Lithuania Bans Russian Television Channel

Lithuania’s media watchdog says it has banned broadcasts of the state-controlled Russian television channel RT, effective July 9, following a similar decision made in neigbouring Latvia the previous week.

The Radio and Television Commission of Lithuania said thiss decision follows recommendations of the Lithuanian Foreign Ministry to close the channel, saying the Russian who allegedly controls RT, Dmitry Kiselev, is currently blacklisted by the European Union.
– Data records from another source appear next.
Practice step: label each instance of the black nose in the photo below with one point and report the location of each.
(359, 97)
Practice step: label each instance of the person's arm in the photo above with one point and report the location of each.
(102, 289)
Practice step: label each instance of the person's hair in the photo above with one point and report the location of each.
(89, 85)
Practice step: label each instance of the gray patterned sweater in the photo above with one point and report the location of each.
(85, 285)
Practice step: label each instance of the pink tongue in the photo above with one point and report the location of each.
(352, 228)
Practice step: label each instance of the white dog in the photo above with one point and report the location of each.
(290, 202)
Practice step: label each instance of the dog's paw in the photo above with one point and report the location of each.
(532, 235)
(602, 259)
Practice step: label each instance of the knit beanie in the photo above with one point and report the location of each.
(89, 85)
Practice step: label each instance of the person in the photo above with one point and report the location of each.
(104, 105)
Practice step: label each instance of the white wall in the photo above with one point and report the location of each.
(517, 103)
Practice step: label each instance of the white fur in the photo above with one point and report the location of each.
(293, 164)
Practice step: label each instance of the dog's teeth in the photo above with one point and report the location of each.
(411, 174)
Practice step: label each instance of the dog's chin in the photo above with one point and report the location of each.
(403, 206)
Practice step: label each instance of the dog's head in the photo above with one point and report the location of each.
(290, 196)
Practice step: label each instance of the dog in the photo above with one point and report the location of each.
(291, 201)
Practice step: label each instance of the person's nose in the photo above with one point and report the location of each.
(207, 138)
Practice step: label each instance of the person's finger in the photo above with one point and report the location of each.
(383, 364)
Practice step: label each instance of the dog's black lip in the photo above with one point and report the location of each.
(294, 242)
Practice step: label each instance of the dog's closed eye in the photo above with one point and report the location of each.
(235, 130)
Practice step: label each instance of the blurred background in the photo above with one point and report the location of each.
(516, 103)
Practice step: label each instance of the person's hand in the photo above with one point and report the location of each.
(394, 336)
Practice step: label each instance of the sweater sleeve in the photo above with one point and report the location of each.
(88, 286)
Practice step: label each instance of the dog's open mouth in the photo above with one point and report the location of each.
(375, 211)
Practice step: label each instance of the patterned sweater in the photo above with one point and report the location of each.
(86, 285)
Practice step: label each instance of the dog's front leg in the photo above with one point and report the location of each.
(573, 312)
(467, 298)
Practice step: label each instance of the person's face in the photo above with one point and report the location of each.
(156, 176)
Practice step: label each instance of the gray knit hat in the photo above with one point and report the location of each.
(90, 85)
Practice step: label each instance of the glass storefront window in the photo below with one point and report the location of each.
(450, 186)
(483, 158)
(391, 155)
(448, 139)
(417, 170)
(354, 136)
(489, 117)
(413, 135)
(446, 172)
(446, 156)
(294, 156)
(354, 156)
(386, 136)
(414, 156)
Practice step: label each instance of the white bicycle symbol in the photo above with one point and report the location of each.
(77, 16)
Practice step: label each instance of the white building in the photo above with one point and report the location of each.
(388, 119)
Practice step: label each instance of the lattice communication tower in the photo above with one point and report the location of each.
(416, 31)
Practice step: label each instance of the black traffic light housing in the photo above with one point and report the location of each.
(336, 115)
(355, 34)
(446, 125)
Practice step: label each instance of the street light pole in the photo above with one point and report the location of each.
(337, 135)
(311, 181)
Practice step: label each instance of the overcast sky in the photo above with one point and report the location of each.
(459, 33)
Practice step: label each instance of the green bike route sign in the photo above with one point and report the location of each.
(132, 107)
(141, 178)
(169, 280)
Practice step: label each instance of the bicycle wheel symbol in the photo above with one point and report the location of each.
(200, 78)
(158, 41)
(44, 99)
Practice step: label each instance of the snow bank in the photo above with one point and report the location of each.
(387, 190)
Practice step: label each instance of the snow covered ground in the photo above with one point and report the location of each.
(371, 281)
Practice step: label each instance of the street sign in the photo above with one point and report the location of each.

The ban includes five different RT channels: RT, RT HD, RT Spanish, RT Documentary and RT Documentary HD.   NYT

 COVID Decreases in Lithuania

As of Monday, July 13, only one new case of COVID-19 was confirmed in Lithuania. In total there have been 1,875 recorded cases. 213 patients are still recovering from the virus, 79 deaths have occurred, 12 other COVID-19 positive cases since June 1, 48 imported cases have been detected in Lithuania. In all, 465,396 tests have been carried out, 3730 of them on Monday.

The Lithuanian government would consider making face-masks mandatory in public again if coronavirus cases in the country spiked to over 15 per 100,000 people, Health Minister Aurelijus Veryga said. The average incidence of COVID-19 in Lithuania currently is 1.9 cases per 100,000 people.

On July 15, Lithuania is sending essential medical supplies to combat the coronavirus to the United States of America. The medical equipment was manufactured in Lithuania, according to the Lithuanian Foreign Ministry.

In the shipment are 11,400 protective face shields acquired from UAB Medienos Era, 10,752 disposable isolation gowns purchased from UAB Interscalit, as well as 19,642 pieces of lung equipment from Intersurgical UAB. The shipment will assist medical professionals on the front lines of COVID-19 in the State of Pennsylvania, as well as other services staff.

On July 16, the Cabinet decided to suspend the attendance limit on both indoor and outdoor cultural and sports events starting in September, but will set mandatory safety requirements. The current plan allows indoor events with up to 400 attendees starting July 17, 500 from August 1 to 15, and 600 starting August 16. By the end of the summer the attendance limit on outdoor events will reach 1,000. Culture Minister Mindaugas Kvietkauskas said safety requirements will depend on the coronavirus situation, adding that the plan may be revised if the situation changes.